The page http://www.imdb.com/chart/toptv/?ref_=nv_tp_tv250_2 contains the list of the top 250 tv shows of all time. Retrieve the page using the requests library and then parse the html to obtain a list of the `movie_ids` for these movies. You can parse it with regular expression or using a library like `BeautifulSoup`.

> **Hint:** movie_ids look like this: `tt2582802`
> _Everything after "/title/" and before "/?"_

In [19]:
def get_top_250():
    response = requests.get('http://www.imdb.com/chart/toptv/?ref_=nv_tp_tv250_2')
    html = response.text
    entries = re.findall("<a href.*?/title/(.*?)/", html) 


    entries = re.findall("<a href.*?/title/(.*?)/", html) 
    # create a list of the top 250 results
    return list(set(entries))

In [20]:
entries = get_top_250()

In [21]:
len(entries)

251

In [22]:
entries[0]

'tt2017109'

### 3.B Get data on the top shows

Although the Internet Movie Database does not have a public API, an open API exists at http://www.tvmaze.com/api.

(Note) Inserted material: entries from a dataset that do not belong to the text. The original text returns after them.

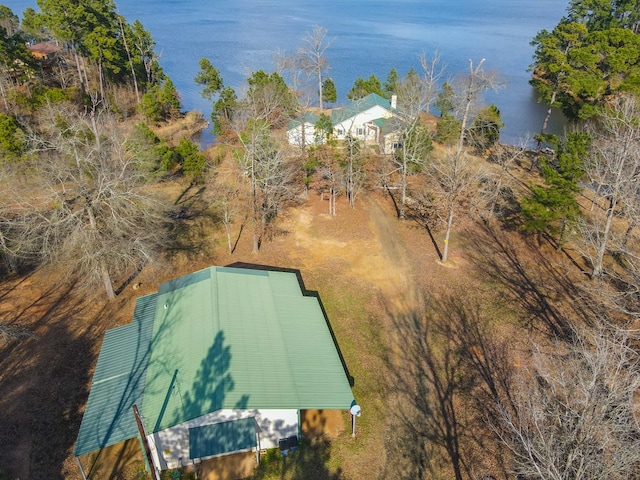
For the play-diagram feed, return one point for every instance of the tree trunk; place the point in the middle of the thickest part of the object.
(102, 267)
(604, 240)
(445, 250)
(320, 88)
(226, 227)
(403, 192)
(83, 87)
(133, 71)
(106, 280)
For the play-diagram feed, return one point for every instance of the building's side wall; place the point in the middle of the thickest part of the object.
(295, 135)
(356, 124)
(172, 444)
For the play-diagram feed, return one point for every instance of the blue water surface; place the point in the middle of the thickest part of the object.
(369, 37)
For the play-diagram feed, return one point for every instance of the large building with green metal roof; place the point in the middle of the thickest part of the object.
(218, 361)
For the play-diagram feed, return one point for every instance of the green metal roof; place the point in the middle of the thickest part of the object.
(118, 381)
(309, 117)
(221, 438)
(215, 339)
(362, 105)
(239, 338)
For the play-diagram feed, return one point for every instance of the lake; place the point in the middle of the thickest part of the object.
(369, 37)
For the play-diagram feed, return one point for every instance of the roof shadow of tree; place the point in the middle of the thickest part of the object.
(306, 293)
(145, 306)
(213, 382)
(443, 381)
(45, 378)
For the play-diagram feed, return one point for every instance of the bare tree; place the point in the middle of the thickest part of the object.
(85, 204)
(497, 181)
(456, 179)
(313, 55)
(415, 94)
(575, 411)
(354, 174)
(613, 168)
(227, 187)
(455, 174)
(270, 174)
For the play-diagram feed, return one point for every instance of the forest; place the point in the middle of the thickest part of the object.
(506, 347)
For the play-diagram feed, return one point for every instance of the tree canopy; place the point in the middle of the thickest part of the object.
(592, 54)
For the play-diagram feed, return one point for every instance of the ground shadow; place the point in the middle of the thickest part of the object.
(445, 379)
(530, 277)
(44, 379)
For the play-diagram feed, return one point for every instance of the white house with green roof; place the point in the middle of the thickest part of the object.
(368, 119)
(361, 119)
(303, 130)
(217, 362)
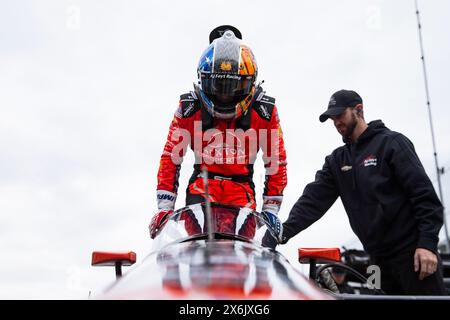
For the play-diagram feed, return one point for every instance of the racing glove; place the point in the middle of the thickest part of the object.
(166, 204)
(158, 222)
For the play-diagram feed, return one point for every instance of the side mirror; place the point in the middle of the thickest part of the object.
(318, 255)
(116, 259)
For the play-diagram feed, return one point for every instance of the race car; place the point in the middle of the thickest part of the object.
(215, 255)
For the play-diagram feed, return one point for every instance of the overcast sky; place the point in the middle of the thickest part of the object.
(88, 90)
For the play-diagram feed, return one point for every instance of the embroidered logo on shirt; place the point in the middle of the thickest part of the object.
(371, 160)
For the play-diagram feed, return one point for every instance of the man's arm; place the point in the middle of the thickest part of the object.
(427, 207)
(316, 199)
(169, 167)
(274, 155)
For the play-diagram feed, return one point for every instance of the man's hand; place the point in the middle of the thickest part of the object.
(425, 261)
(158, 222)
(273, 224)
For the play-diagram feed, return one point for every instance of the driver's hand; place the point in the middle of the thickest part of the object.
(269, 241)
(274, 224)
(426, 262)
(158, 222)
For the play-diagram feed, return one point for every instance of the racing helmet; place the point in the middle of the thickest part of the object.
(227, 73)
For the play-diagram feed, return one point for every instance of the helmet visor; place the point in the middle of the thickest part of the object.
(226, 85)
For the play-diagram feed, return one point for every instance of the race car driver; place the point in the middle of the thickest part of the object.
(225, 120)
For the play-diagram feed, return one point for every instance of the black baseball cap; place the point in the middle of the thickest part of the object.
(340, 101)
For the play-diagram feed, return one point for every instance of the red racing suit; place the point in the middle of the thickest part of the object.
(227, 149)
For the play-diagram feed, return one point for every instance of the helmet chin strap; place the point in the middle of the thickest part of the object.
(211, 107)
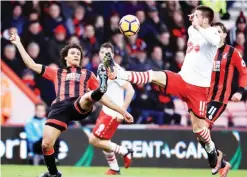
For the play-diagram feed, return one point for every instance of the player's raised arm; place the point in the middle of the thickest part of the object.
(129, 94)
(15, 39)
(107, 102)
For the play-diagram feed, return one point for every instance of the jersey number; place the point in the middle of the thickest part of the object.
(191, 47)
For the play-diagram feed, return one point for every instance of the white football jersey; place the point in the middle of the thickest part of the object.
(116, 93)
(198, 62)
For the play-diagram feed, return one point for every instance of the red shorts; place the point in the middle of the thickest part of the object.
(105, 126)
(194, 96)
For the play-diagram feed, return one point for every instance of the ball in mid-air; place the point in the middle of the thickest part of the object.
(129, 25)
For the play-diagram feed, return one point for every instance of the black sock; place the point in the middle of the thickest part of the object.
(97, 95)
(51, 164)
(223, 163)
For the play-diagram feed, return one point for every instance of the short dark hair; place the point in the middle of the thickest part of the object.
(206, 12)
(40, 104)
(64, 53)
(108, 45)
(221, 25)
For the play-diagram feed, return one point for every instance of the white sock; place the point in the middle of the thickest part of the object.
(118, 149)
(123, 75)
(112, 161)
(209, 147)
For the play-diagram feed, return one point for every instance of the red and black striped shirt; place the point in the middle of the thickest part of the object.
(70, 82)
(225, 61)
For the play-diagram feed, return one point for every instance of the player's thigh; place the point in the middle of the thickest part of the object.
(197, 122)
(50, 136)
(196, 102)
(159, 78)
(105, 127)
(214, 110)
(85, 102)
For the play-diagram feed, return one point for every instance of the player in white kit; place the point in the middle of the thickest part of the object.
(108, 120)
(192, 82)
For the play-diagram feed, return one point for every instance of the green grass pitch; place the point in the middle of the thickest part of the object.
(34, 171)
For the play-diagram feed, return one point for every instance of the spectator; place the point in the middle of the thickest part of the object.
(34, 130)
(74, 39)
(145, 28)
(54, 19)
(18, 20)
(95, 63)
(9, 57)
(157, 62)
(240, 41)
(78, 21)
(90, 42)
(178, 61)
(240, 27)
(181, 44)
(6, 36)
(99, 28)
(118, 42)
(157, 26)
(34, 34)
(164, 43)
(33, 50)
(57, 43)
(118, 59)
(33, 16)
(28, 79)
(6, 105)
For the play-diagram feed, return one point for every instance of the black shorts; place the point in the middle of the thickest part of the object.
(214, 110)
(65, 111)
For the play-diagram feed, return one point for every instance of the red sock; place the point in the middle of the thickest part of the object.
(140, 77)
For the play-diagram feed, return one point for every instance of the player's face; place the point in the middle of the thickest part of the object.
(74, 57)
(40, 111)
(221, 33)
(199, 16)
(103, 51)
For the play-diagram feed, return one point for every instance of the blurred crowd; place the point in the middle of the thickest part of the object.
(46, 27)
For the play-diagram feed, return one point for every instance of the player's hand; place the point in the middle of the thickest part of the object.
(14, 38)
(112, 75)
(236, 97)
(128, 117)
(191, 17)
(195, 22)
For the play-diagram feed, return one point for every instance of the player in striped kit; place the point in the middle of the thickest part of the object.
(191, 84)
(73, 100)
(226, 60)
(108, 120)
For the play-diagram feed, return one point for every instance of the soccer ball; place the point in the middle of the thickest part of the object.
(129, 25)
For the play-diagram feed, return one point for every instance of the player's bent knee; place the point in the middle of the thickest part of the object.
(159, 77)
(93, 140)
(47, 144)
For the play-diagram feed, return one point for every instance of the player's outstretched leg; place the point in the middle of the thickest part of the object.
(50, 136)
(157, 77)
(203, 134)
(109, 146)
(112, 162)
(221, 163)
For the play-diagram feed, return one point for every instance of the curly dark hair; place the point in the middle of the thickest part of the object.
(64, 53)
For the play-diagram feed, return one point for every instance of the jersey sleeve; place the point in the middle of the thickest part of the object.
(92, 83)
(211, 35)
(120, 82)
(239, 63)
(48, 72)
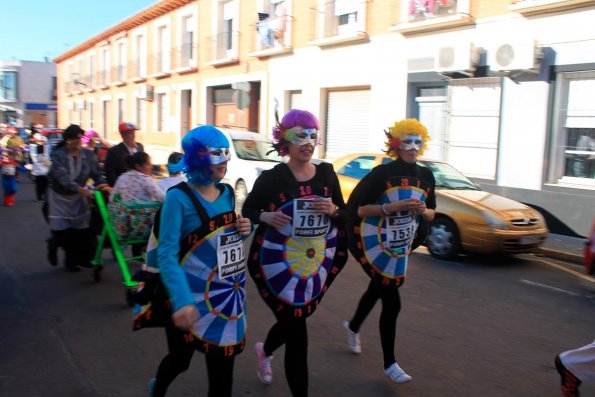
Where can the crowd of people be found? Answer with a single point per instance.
(303, 231)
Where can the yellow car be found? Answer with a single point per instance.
(467, 218)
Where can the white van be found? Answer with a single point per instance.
(251, 153)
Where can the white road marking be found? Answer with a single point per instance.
(567, 270)
(550, 287)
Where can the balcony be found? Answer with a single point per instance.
(103, 79)
(184, 58)
(159, 64)
(340, 22)
(137, 70)
(531, 7)
(119, 76)
(428, 16)
(223, 48)
(273, 36)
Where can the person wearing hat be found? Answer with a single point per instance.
(385, 209)
(89, 141)
(114, 161)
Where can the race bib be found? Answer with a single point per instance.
(400, 230)
(307, 222)
(231, 256)
(8, 170)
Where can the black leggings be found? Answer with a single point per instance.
(294, 334)
(78, 244)
(391, 305)
(219, 368)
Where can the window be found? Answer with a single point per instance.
(421, 10)
(121, 66)
(272, 24)
(573, 154)
(8, 86)
(106, 117)
(226, 37)
(161, 111)
(140, 114)
(139, 54)
(104, 72)
(91, 77)
(120, 109)
(186, 51)
(340, 18)
(91, 115)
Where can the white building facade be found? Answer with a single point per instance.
(28, 92)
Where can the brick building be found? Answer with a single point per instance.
(506, 88)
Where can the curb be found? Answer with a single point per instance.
(561, 255)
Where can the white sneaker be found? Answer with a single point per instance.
(396, 374)
(263, 368)
(352, 339)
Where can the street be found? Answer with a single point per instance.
(479, 326)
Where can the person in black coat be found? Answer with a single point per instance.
(114, 161)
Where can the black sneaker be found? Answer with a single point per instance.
(52, 251)
(568, 382)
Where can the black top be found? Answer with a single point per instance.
(373, 185)
(280, 179)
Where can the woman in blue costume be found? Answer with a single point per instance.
(201, 260)
(385, 209)
(300, 244)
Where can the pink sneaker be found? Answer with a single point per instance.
(263, 368)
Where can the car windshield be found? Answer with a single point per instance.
(248, 149)
(447, 177)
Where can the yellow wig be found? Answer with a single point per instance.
(400, 130)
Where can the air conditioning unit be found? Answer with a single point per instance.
(517, 54)
(146, 92)
(456, 58)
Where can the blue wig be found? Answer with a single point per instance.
(196, 161)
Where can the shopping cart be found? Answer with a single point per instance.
(123, 224)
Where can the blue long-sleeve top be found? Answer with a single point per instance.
(178, 219)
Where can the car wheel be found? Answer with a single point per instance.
(241, 194)
(443, 241)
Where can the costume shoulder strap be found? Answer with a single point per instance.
(202, 213)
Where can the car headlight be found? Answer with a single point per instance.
(494, 220)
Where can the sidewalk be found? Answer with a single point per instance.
(564, 248)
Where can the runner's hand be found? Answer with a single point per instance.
(185, 317)
(243, 226)
(324, 205)
(276, 219)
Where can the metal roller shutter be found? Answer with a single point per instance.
(348, 122)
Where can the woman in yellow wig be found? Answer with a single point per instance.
(386, 207)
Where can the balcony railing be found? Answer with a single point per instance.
(159, 62)
(119, 73)
(335, 18)
(103, 77)
(223, 47)
(184, 56)
(271, 32)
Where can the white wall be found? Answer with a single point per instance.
(379, 65)
(523, 119)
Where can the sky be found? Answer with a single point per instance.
(32, 30)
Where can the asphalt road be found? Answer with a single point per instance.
(476, 327)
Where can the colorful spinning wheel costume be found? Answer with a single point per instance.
(294, 266)
(383, 244)
(220, 301)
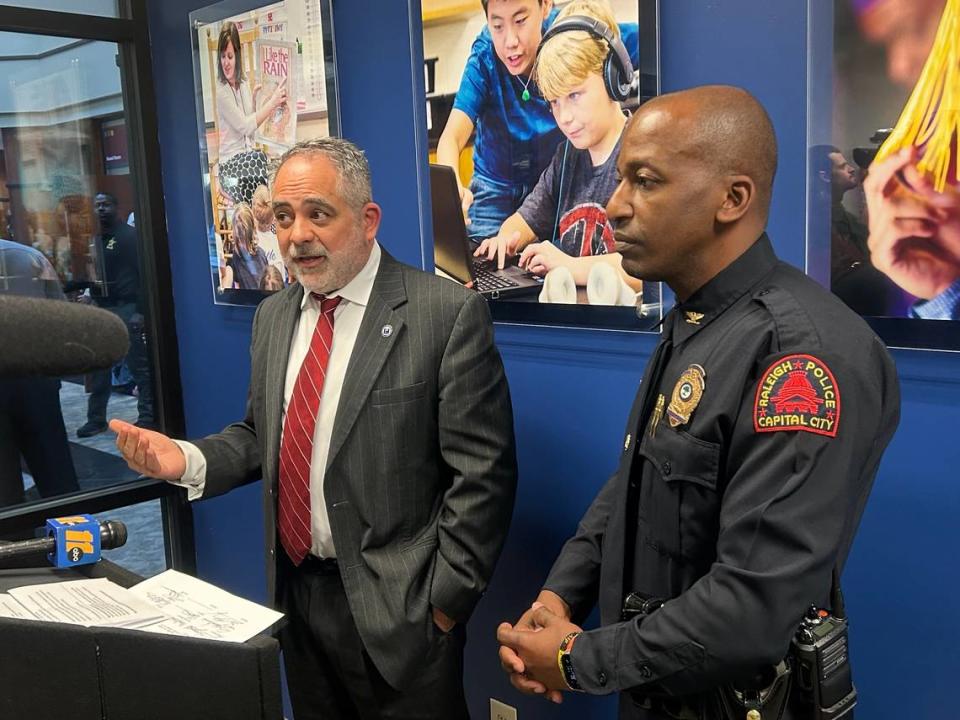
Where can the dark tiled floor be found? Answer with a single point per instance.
(98, 464)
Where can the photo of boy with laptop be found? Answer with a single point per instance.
(584, 72)
(499, 106)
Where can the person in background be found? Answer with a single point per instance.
(853, 278)
(242, 167)
(272, 280)
(379, 418)
(116, 287)
(515, 132)
(915, 234)
(266, 229)
(248, 261)
(31, 421)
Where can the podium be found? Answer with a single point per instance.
(53, 670)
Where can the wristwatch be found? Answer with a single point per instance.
(565, 661)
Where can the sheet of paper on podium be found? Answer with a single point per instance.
(195, 608)
(97, 602)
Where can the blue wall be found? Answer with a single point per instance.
(572, 389)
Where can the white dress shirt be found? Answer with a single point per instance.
(346, 324)
(236, 119)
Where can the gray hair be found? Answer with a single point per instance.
(353, 170)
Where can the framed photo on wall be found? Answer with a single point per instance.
(866, 66)
(265, 77)
(526, 101)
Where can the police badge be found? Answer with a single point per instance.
(686, 395)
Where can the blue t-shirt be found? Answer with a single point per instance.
(515, 139)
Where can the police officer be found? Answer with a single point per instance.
(750, 449)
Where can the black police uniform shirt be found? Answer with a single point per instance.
(120, 266)
(746, 464)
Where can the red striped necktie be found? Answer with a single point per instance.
(296, 447)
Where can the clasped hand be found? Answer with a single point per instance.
(528, 649)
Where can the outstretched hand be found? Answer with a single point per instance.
(148, 452)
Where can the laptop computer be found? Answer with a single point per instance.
(453, 250)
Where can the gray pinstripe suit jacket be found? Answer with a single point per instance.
(421, 473)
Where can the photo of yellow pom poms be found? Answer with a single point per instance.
(931, 118)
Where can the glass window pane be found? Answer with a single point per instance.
(100, 8)
(143, 552)
(68, 231)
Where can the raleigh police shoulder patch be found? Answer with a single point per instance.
(797, 392)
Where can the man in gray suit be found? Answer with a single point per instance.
(379, 419)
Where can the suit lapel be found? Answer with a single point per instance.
(373, 346)
(278, 355)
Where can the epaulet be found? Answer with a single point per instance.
(794, 325)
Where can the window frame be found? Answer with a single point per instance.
(131, 34)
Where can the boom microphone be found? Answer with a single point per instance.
(54, 338)
(71, 541)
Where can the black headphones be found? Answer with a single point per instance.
(617, 68)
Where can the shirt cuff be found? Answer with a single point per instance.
(195, 477)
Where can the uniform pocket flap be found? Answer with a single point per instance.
(678, 455)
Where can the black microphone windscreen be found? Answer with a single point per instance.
(113, 534)
(53, 338)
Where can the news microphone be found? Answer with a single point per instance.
(70, 541)
(54, 338)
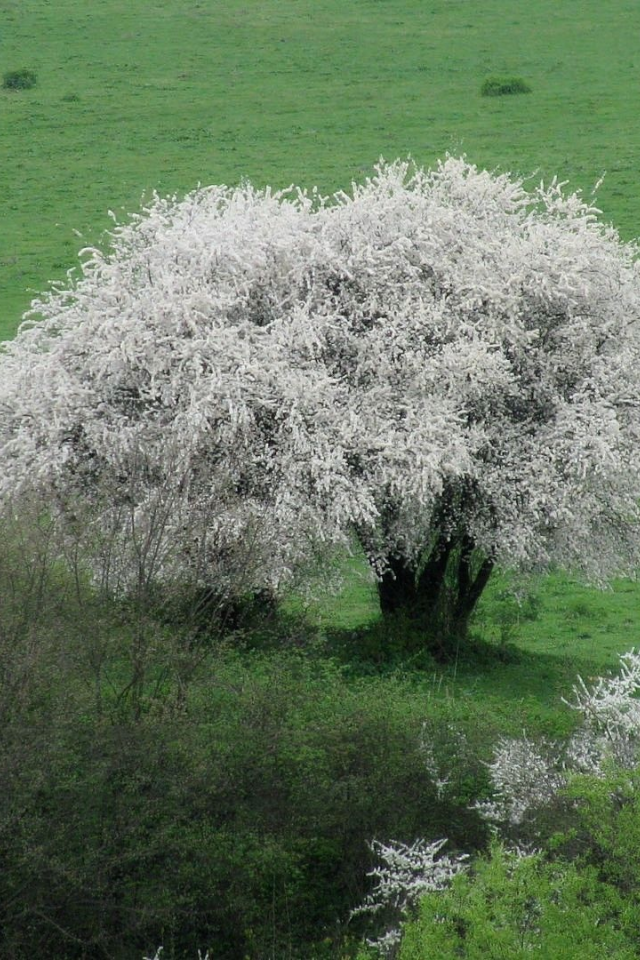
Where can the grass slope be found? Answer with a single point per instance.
(162, 94)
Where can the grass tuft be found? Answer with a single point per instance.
(504, 86)
(19, 80)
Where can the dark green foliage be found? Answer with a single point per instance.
(185, 793)
(503, 86)
(19, 80)
(511, 907)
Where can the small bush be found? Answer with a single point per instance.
(503, 86)
(19, 80)
(511, 906)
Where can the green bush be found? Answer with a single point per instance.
(503, 86)
(509, 906)
(19, 80)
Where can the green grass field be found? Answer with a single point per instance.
(162, 94)
(135, 97)
(235, 784)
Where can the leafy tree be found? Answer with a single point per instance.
(441, 361)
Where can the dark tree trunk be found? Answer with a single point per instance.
(437, 600)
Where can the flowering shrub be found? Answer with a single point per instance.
(527, 779)
(407, 872)
(440, 360)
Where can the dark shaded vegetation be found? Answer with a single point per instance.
(19, 80)
(164, 783)
(503, 86)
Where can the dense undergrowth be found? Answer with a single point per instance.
(166, 784)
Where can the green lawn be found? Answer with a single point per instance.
(163, 94)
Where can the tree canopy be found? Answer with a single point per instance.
(444, 362)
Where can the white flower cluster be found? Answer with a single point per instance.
(247, 375)
(526, 777)
(406, 872)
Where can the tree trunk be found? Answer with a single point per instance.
(434, 604)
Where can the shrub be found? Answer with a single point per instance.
(19, 80)
(513, 906)
(503, 86)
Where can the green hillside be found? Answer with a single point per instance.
(138, 96)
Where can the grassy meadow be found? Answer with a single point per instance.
(161, 95)
(315, 736)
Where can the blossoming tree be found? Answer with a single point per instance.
(442, 363)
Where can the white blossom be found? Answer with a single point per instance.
(406, 872)
(246, 376)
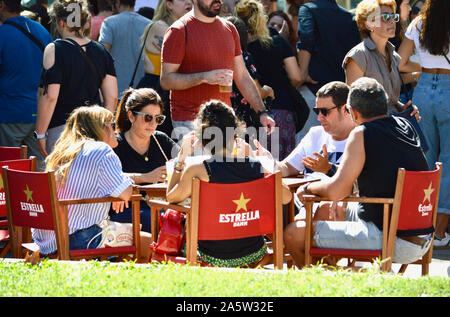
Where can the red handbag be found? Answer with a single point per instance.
(171, 234)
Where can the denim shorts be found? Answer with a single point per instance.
(355, 233)
(80, 239)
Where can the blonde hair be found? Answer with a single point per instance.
(84, 124)
(365, 9)
(63, 9)
(252, 13)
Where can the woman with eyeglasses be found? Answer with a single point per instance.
(76, 71)
(375, 56)
(142, 149)
(429, 35)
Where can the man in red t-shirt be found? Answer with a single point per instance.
(201, 52)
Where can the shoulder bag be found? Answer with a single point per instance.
(412, 119)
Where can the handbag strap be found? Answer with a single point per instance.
(160, 148)
(404, 89)
(28, 34)
(446, 58)
(86, 58)
(140, 55)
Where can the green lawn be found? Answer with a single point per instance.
(103, 279)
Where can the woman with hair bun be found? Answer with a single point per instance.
(223, 167)
(86, 167)
(429, 35)
(75, 71)
(142, 149)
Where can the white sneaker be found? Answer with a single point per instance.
(442, 243)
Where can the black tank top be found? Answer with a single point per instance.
(226, 173)
(390, 143)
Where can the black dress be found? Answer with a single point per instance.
(79, 84)
(133, 162)
(226, 172)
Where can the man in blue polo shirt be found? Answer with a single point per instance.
(20, 70)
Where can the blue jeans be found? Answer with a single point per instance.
(126, 216)
(355, 233)
(432, 97)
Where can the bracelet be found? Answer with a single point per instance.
(179, 166)
(331, 171)
(263, 111)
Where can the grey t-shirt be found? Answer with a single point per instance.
(123, 32)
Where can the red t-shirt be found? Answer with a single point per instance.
(198, 48)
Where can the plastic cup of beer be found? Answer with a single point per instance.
(229, 84)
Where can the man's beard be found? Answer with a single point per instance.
(209, 11)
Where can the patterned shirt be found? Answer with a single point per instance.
(95, 172)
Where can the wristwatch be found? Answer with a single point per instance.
(179, 166)
(38, 136)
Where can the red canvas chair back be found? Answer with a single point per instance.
(29, 198)
(13, 153)
(22, 165)
(234, 211)
(418, 201)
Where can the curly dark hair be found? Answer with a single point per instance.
(135, 100)
(215, 114)
(435, 33)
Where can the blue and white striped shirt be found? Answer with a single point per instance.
(95, 172)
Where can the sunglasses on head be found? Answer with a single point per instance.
(159, 118)
(388, 17)
(323, 111)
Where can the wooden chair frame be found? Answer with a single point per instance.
(26, 233)
(192, 215)
(391, 213)
(23, 152)
(60, 221)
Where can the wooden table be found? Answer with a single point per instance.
(294, 183)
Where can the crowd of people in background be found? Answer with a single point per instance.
(165, 72)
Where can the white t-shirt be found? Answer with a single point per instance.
(312, 142)
(426, 59)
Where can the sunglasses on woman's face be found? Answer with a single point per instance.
(159, 118)
(388, 17)
(323, 111)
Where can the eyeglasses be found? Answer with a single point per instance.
(323, 111)
(388, 17)
(159, 118)
(415, 10)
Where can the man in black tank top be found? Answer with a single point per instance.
(375, 149)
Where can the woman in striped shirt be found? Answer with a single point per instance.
(86, 166)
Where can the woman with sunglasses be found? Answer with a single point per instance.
(142, 149)
(429, 35)
(86, 166)
(375, 56)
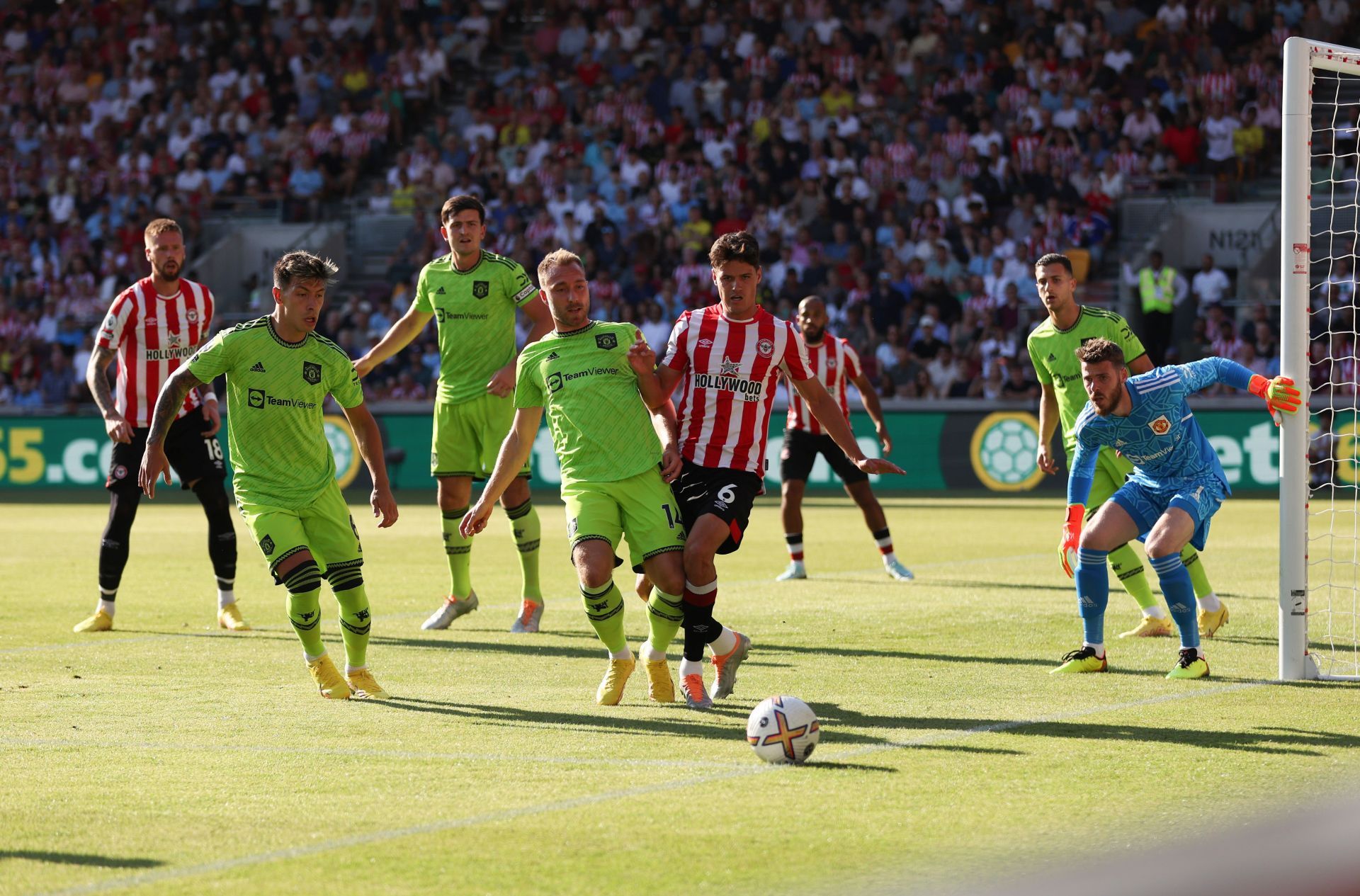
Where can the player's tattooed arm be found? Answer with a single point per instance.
(154, 463)
(97, 378)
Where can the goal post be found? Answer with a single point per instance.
(1320, 514)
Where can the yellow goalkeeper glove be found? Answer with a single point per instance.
(1279, 393)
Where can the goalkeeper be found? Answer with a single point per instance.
(599, 385)
(1175, 489)
(1052, 350)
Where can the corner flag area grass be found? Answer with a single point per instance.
(171, 758)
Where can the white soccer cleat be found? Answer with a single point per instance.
(897, 572)
(449, 611)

Use this API to retrieve information about each of the 250 TV shows you have extracted in the previous step.
1. Check the documentation of tvmaze's api to learn how to request show data by id.
- Define a function that returns a python object with select information for a given id.
    - Show name
    - Rating (avg)
    - Genre(s)
    - Network name
    - Premiere date
    - Status
> Tip: the json object can easily be converted into a python dictionary.

- Store the gathered information in a Pandas Dataframe.


As the target information is in json format you will need `json.loads(res.text)` in order to gather it.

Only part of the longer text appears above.